Gordon & Abel : Encore ! On vous aime !

Temps de lecture : 2 minutes

Il y a des gens qui ne vont jamais au cirque, trouvent le mime ringard, la danse non plus, ce n’est pas leur truc. Ils ne rient jamais en regardant les films de Buster Keaton, ils dorment pendant ceux de Jacques Tati, bâillent devant ceux de Pierre Etaix et boudent ceux de Aki Kaurismäki.
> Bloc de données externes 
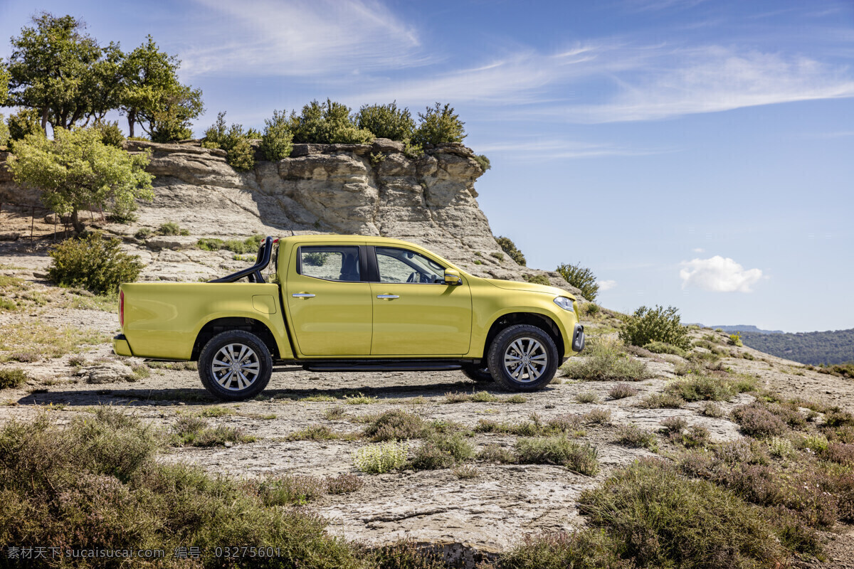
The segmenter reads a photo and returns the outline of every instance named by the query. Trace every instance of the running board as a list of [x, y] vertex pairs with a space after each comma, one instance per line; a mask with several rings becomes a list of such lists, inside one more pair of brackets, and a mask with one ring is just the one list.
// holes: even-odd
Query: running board
[[463, 369], [462, 363], [447, 360], [326, 360], [301, 363], [307, 371], [453, 371]]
Alors le cinéma belge, ils ne savent même pas qu’il existe.

Ceux-là, les malheureux, passeront complètement à côté des précieux bijoux de Fiona Gordon, Dominique Abel et Bruno Romy, que l’on peut voir en ce moment en streaming sur la plateforme Mubi

Les autres pourront découvrir, voir et revoir : L’Iceberg, Rumba et cerise sur le pompon du gâteau : La Fée. Même le nom de leur société de production est formidable : Courage mon amour Films.
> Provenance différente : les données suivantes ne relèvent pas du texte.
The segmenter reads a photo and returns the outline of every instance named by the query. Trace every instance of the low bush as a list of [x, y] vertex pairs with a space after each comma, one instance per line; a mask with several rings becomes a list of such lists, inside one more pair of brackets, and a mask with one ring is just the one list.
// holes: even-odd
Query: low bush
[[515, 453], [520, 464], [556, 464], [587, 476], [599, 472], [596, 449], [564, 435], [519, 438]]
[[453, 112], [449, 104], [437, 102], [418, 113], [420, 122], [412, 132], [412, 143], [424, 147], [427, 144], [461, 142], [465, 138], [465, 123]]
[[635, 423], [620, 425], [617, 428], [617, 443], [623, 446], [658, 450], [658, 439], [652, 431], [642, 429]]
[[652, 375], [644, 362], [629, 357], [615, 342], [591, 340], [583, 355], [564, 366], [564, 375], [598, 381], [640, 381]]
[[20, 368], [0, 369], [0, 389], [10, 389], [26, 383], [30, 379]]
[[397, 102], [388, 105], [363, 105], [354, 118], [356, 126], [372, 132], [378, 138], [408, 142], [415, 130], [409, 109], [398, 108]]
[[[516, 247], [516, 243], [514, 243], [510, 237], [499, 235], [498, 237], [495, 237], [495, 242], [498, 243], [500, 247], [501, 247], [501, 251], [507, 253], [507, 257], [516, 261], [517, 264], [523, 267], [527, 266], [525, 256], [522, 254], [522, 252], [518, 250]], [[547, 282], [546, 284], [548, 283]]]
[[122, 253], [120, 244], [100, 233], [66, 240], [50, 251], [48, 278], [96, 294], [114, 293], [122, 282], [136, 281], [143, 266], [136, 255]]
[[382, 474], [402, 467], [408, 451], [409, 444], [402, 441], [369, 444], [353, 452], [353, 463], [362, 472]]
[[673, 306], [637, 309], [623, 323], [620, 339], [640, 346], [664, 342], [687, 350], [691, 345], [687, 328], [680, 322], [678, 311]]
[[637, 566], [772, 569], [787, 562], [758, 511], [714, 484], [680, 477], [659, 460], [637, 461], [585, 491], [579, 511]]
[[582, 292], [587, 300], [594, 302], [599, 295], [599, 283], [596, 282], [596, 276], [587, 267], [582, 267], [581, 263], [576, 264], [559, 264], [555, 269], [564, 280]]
Quatre films indispensables sont réunis dans un coffret judicieux.

Il y a très longtemps que je n’avais pas autant ri en regardant un film. Autant ri et autant aimé les auteurs, les acteurs, le réalisateur. Parce que le cinéma de Gordon-Abel et Romy, c’est un cinéma précieux, qui tourne le dos au marketing et au box-office. Un cinéma généreux, audacieux, insolite, bourré d’idées et de trouvailles de toute nature, un cinéma rempli de tendresse pour le genre humain. Ces films qui retrouvent la rigueur millimétrée des grands classiques comiques du cinéma muet, sont aussi farfelus que pertinents, aussi louftingues que perspicaces. Bref, du jubilatoire, on aurait tort de s’en priver.

Après le mot « Fin », on a envie de crier « Encore » et « Je vous aime ! ».